The Bucks beat the Diamondbacks in a championship series each year from 2008-11. Two of those four series went the full seven games, including 2009, when Draft took a 3-1 lead before the Bucks charged back to win three straight games and the title.

 

Draft broke its 1990s-Buffalo-Bills-like championship slump last year with a six-game win over Bridgewater — but it didn’t beat the rival Bucks.

 

“Us winning it last year without facing Clover Hill, I’m sure they want to come out and play against us because we didn’t go through them,” said Draft’s Wes Dimitt, the league’s most dangerous power hitter in 2013.

 

Stuarts Draft (24-4 in the regular season) and Clover Hill (23-5) are both loaded with talent.

 

Each of the league’s top five hitters in terms of batting average are from one of those teams, as are 13 of the top 25 in the category.
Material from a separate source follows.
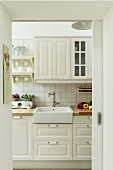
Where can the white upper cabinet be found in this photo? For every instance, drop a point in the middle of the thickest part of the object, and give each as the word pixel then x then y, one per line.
pixel 43 58
pixel 52 58
pixel 61 60
pixel 81 58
As a team, Draft leads the RCBL in pretty much every offensive statistic, while Clover Hill is second in most areas.

 

Meanwhile, Clover Hill had the league’s best ERA (2.50) and Draft was second (2.78). The Bucks’ Kevin Chandler was named Pitcher of the Year; the D-Backs’ Derek Shifflett, who will start Game 1, was runner-up.

 

“They’re a very good team,” Chandler said. “They’re solid all the way through up and down the lineup. Pitching-wise they’re solid, too. … I did not pitch against them in the regular season, but watching from the side, they are one of the deepest lineups. I’ll tell you one thing, I wouldn’t want to face our lineup, either.”

 

Draft and Clover Hill combined to win 89 percent of their games that weren’t against each other.

 

The teams split the regular-season series 2-2, with the D-Backs outscoring the Bucks 22-16.

 

So this championship could go deep, which, in 2013, means five games.

 

“A lot more riding on the first couple games, you know,” Chandler said. “With a Game 7, one year we were down 3-1 and we came back and won. It’s just going to make every game, every out, every pitch more important.”

 

While Bowman voiced his displeasure about the best-of-five format, his counterpart Dimitt likes it.

 

“With people going back to school, a seven-game series can go a little long,” Dimitt said. “Five games, I like a little more. Make it a little shorter. Not everyone has five or six pitchers who can be competitive every night.”

 

Both teams have gone 5-0 in the opening two playoff rounds, but Stuarts Draft, which punched its ticket to the finals on Sunday, appears to have its pitching lined up a bit better than Clover Hill, which finished a tighter-than-advertised sweep over Luray on Monday.

 

After Shifflett, Draft can throw reigning finals MVP Ryan Cooper in Thursday’s Game 2, and then possibly turn to Chris Henkel, who dominated Montezuma on Sunday, for Saturday’s Game 3.

 

The Bucks will start Chandler in Game 1, and then take it day by day after that. Manager Mike Martin said late Tuesday night that he did not have a blueprint for what his rotation might look like during the series, but eventually talked his way through one.

 

“I don’t know for sure at this point,” he said. “Rotation might look something similar to what we did in the second round from here on after Kevin. We got Jordan Showalter available for a start, we’ll have Andrew Armstrong available for a start, Joseph Lucas available for a start later on. Then we got several arms that we can do an inning at a time to keep them fresh.”

 

Of concern for the Bucks is the health of infielder Christian Simmers, who left Game 3 of the semifinals Monday with an injured right hamstring. Martin said he texted Simmers Tuesday morning for a diagnosis, and Simmers texted back “Pretty rough.” Simmers, a Bucks mainstay who typically hits second, will be a game-time decision.